As the pandemic drags on and the need for masks as protection from the spread,
even for those fully vaccinated, continues, there is no end in sight to this newest
disease of the environment. These masks are degrading quickly into micro-
plastics, polluting our waterways, filling the bellies of birds and fish, and soon,
saturating us. According to an article published by the National Center for
Biotechnology Information, “another implication of this indiscriminately
disposed face masks in the environment is the possibility of acting as a medium
for disease outbreak, as plastic particles are known to propagate microbes such
as invasive pathogens”. That is to say that the same masks keeping us from
spreading disease are possibly the source of more contagion.

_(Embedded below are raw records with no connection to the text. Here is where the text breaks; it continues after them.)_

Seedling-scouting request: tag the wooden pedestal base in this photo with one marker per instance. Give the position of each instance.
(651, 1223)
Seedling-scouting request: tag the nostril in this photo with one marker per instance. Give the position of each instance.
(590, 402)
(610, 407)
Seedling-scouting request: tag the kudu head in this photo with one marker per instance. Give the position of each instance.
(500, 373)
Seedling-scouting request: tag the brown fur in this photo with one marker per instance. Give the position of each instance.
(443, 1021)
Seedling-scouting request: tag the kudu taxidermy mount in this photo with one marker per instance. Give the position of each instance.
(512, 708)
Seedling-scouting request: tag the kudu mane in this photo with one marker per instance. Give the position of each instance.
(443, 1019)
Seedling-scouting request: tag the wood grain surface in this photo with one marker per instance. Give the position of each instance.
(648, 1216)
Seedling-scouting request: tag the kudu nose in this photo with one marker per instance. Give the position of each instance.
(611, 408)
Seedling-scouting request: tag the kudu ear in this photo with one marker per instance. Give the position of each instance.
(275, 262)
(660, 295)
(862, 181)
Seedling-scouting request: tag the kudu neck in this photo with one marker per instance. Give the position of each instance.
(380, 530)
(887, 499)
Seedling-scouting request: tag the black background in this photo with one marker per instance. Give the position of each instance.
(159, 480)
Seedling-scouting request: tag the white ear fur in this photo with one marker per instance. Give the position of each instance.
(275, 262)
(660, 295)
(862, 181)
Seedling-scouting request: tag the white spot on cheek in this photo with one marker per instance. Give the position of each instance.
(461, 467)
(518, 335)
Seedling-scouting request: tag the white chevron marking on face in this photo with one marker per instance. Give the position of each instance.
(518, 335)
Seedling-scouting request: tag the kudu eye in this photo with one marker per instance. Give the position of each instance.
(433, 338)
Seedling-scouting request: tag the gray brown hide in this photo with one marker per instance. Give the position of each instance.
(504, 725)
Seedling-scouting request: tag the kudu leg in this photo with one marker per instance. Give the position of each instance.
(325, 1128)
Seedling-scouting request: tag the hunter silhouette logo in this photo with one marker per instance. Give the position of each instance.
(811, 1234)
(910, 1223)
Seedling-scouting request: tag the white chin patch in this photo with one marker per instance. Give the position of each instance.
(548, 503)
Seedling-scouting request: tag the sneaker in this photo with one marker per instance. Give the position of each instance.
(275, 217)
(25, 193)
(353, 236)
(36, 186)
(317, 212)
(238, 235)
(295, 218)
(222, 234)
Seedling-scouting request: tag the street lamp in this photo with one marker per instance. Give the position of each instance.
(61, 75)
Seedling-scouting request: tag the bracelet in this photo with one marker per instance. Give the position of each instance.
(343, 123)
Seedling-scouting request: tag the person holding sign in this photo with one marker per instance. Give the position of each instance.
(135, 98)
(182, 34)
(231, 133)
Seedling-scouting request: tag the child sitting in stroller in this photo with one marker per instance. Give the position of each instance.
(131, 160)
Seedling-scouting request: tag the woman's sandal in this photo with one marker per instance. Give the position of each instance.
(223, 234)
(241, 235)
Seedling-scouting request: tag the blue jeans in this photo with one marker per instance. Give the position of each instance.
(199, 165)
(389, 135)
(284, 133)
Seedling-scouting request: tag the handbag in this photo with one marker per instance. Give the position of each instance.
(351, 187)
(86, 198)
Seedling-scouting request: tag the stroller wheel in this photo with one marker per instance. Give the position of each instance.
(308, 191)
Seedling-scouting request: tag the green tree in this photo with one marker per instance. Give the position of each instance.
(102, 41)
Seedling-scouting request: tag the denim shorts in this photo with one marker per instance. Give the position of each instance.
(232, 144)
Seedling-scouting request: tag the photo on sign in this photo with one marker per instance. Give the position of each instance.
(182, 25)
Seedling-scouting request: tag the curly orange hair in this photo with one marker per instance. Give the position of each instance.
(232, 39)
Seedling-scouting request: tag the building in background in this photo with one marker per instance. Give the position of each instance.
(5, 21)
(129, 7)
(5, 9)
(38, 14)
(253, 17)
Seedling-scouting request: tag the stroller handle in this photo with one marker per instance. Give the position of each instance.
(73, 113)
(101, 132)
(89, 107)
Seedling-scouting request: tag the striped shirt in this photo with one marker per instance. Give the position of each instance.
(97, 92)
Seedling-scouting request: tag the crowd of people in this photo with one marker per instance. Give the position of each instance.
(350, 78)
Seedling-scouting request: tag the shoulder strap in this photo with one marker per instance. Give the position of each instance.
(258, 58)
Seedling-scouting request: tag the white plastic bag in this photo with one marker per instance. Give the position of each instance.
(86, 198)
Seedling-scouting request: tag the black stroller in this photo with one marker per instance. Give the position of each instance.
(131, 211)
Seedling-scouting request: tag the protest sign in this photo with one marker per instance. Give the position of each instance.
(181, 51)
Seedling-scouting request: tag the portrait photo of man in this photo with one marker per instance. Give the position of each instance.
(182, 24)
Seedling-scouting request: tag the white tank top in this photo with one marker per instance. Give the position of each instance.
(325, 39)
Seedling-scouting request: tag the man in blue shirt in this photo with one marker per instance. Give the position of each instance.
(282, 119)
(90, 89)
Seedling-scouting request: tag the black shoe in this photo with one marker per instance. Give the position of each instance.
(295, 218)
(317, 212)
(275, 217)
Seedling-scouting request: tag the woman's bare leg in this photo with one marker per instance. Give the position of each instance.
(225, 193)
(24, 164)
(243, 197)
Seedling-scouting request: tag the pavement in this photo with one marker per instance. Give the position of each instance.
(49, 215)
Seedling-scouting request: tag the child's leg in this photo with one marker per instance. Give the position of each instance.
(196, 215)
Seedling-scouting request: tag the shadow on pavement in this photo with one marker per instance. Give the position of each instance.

So what about masks disposed of “properly”? A study completed in July 2021 by
the Massachusetts Institute of Technology, estimates that the Covid-19 pandemic
generates nearly “7,200 tons of medical waste every day, much of which is
disposable masks”. While that figure on its own is appalling, it doesn’t take into
account the never-ending myriad of masks not making it there. They might be
dropped accidentally, like a lost glove in winter, or carelessly discarded after use,
but whatever the reason, their introduction into the environment is
overwhelming, unsightly, and dangerous.


I felt helpless.


And so I began a series of 19 performance paintings: 19, as a nod to Covid and
the performance being an attempt to commune with my neighbors during an
otherwise isolated existence.


Slogging about Govanhill with an easel on my shoulder, I find a jettisoned mask
and set to painting. Without fail, at least one curious person comes to talk to me
every time I’m out. From young to old, of any ethnicity and every walk of life. We
chat about the need for masks to protect, not destroy and begin to rebuild
community. And while I don’t solve the environmental crisis, I pack up basking in
optimism and kinship.


* Keep an eye out around the neighborhood for more to come with this project
and remember: wear reusable masks when you can and when you can’t, make
sure they reach the bin.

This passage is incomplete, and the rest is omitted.